Product of lengths of all cycles in an undirected graph in C++

We are given with the undirected as well as unweighted graph as an input and the task is to find the product of the cycles that are formed in the given and display the result.

Example

Input

In the given figure, there are 8 nodes and out of that 5 nodes are forming cycle including 1, 6, 3, 5, 8 and rest of the node are not included in the cycle. So, the length of the cycle is 5 as it includes 5 node therefore product is 5

In the given figure, there are 12 nodes and out of that 11(5 +6) nodes are forming cycle including 1, 6, 3, 5, 8 and 9, 4, 10, 11, 22, 12 and the rest of the node 2 is not included in the cycle.
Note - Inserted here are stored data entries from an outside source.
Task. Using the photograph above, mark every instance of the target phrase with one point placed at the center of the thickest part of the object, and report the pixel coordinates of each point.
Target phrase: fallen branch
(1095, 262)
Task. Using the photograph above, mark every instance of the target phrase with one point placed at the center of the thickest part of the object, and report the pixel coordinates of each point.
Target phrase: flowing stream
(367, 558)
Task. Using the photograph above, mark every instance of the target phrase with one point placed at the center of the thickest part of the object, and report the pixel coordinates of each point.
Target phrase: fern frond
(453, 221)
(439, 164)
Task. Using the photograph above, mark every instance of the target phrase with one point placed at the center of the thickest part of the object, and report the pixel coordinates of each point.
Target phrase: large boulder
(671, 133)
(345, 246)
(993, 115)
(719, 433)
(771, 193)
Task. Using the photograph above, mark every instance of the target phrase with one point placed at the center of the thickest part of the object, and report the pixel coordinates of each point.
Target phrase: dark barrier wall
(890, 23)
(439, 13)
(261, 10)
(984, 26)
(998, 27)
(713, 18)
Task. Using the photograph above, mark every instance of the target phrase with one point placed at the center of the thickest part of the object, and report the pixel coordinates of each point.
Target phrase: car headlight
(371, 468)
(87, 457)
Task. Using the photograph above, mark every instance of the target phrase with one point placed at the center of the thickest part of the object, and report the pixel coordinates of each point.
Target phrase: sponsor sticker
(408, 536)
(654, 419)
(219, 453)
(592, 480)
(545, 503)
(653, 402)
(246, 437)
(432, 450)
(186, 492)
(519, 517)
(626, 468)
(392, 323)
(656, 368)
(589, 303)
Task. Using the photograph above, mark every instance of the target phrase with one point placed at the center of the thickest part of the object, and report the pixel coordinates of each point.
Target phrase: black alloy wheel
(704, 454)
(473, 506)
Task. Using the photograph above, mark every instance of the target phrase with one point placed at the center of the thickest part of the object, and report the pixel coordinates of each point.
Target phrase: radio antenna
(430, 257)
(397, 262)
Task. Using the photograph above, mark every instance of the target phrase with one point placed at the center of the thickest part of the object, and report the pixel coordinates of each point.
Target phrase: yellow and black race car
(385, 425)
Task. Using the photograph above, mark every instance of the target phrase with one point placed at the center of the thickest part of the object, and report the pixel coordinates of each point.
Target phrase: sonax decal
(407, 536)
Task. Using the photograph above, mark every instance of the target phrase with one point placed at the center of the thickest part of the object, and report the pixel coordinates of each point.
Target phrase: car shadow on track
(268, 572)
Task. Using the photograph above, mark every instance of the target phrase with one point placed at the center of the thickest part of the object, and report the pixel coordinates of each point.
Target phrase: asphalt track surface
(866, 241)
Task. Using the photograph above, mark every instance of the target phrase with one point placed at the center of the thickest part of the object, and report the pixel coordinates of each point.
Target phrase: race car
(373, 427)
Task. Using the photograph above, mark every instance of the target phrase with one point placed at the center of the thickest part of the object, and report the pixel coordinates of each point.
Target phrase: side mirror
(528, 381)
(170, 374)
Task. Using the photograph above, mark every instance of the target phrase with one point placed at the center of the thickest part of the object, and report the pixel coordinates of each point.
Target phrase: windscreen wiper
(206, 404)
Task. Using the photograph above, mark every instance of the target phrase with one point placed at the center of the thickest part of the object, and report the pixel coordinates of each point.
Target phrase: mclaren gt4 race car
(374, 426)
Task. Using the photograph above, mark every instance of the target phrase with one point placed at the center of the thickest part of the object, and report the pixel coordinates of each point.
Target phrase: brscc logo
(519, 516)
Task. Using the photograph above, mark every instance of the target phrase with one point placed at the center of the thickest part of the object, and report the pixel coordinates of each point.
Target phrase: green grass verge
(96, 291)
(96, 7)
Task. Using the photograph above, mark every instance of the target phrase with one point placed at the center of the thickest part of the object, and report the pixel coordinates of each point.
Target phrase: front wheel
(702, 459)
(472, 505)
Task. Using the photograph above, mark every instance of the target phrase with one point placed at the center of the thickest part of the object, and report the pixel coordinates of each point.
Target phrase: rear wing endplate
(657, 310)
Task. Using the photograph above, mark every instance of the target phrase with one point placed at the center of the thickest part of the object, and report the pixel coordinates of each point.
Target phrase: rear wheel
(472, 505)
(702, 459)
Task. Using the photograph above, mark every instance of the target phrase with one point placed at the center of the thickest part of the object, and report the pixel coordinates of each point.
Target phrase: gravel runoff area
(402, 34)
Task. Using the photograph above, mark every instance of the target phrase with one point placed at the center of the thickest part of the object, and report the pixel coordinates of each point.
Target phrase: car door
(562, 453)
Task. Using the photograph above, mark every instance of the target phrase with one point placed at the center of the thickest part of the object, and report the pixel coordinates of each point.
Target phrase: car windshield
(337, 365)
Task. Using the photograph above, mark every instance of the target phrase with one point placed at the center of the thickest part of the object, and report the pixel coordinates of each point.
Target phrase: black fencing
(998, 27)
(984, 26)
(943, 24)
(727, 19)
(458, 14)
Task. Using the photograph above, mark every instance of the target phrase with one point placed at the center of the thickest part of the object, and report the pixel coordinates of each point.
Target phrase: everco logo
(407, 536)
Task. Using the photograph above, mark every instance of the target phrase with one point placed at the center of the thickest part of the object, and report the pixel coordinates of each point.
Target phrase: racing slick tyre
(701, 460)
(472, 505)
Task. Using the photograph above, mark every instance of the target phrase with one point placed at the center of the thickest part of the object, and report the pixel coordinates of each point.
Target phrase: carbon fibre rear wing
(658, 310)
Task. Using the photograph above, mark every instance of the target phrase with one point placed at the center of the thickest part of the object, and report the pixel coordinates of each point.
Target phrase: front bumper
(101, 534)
So, the length of the cycle is 5 * 6 = 30

Approach used in the below program is as follows−

• Input the nodes for forming the cycle
• Create the DFS function and call it to traverse the vertex by coloring it
• Either the node are marked completely visited or partially visited
• Completely visited node need not be visit again and hence need not to store it whereas partially visited nodes need to be stored because they are visited again
• Print the result

Algorithm

Start
Step 1-> declare function to traverse the graph using DFS approach
   void DFS(int i, int j, int color[], int highlight[], int parent[], int& number)
   IF color[i] = 2
      Return
   End
   IF color[i] = 1
      Set number++
      Declare and set int temp = j
      Set highlight[temp] = number
      Loop While temp != i
         Set temp = parent[temp]
         Set highlight[temp] = number
      End
      Return
   End
   Set parent[i] = j
   Set color[i] = 1
   For int k : graph[i]
   IF k = parent[i]
      Continue
   End
   Call DFS(k, i, color, highlight, parent, number)
   End
Set color[i] = 2
Step 2-> declare function to find product of nodes in cycle
   int product(int edge, int highlight[], int& number)
   call unordered_map<int, int> mp
   Loop For i = 1 and i <= edge and i++
      IF (highlight[i] != 0)
         Set mp[highlight[i]]++
      End
   End
   Declare and set int temp = 1
   Loop For i = 1 and i <= number and i++
      Set temp = temp * mp[i]
   End
   IF number = 0
      Set temp = 0
   End
return temp
Step 3-> In main()
   Call function as insert(1, 2) to insert a node
   Declare int color[size], parent[size]
   Declare int highlight[size]
   Declare and set int number = 0
   Declare and set int edge = 10
   Call DFS(1, 0, color, highlight, parent, number)
   Call print function as product(edge, highlight, number)
Stop

Example

 Live Demo

#include <bits/stdc++.h>
using namespace std;
const int size = 100000;
vector<int> graph[size];
//function to traverse the graph using DFS approach
void DFS(int i, int j, int color[], int highlight[], int parent[], int& number) {
   // for travered node
   if (color[i] == 2) {
      return;
   }
   //not completely visited
   if (color[i] == 1) {
      number++;
      int temp = j;
      highlight[temp] = number;
      //for backtracking the vertex
      while (temp != i) {
         temp = parent[temp];
         highlight[temp] = number;
      }
      return;
   }
   parent[i] = j;
   color[i] = 1;
   for (int k : graph[i]) {
      if (k == parent[i]) {
         continue;
      }
      DFS(k, i, color, highlight, parent, number);
   }
   color[i] = 2;
}
// function for inserting edges to graph
void insert(int u, int v) {
   graph[u].push_back(v);
   graph[v].push_back(u);
}
// Find product of nodes in cycle
int product(int edge, int highlight[], int& number) {
   unordered_map<int, int> mp;
   for (int i = 1; i <= edge; i++) {
      if (highlight[i] != 0)
      mp[highlight[i]]++;
   }
   int temp = 1;
   for (int i = 1; i <= number; i++) {
      temp = temp * mp[i];
   }
   if (number == 0)
   temp = 0;
   return temp;
}
int main() {
   //for inserting a node in the graph
   insert(1, 2);
   insert(2, 3);
   insert(3, 4);
   insert(4, 6);
   insert(4, 7);
   insert(5, 6);
   insert(3, 5);
   insert(7, 8);
   insert(6, 10);
   insert(5, 9);
   insert(10, 11);
   int color[size], parent[size];
   int highlight[size];
   int number = 0;
   int edge = 10;
   DFS(1, 0, color, highlight, parent, number);
   // function to print the cycles
   cout<<"product of all the nodes in the cycle is :"<< product(edge, highlight, number);
   return 0;
}

Output

Product of all the nodes in the cycle is :4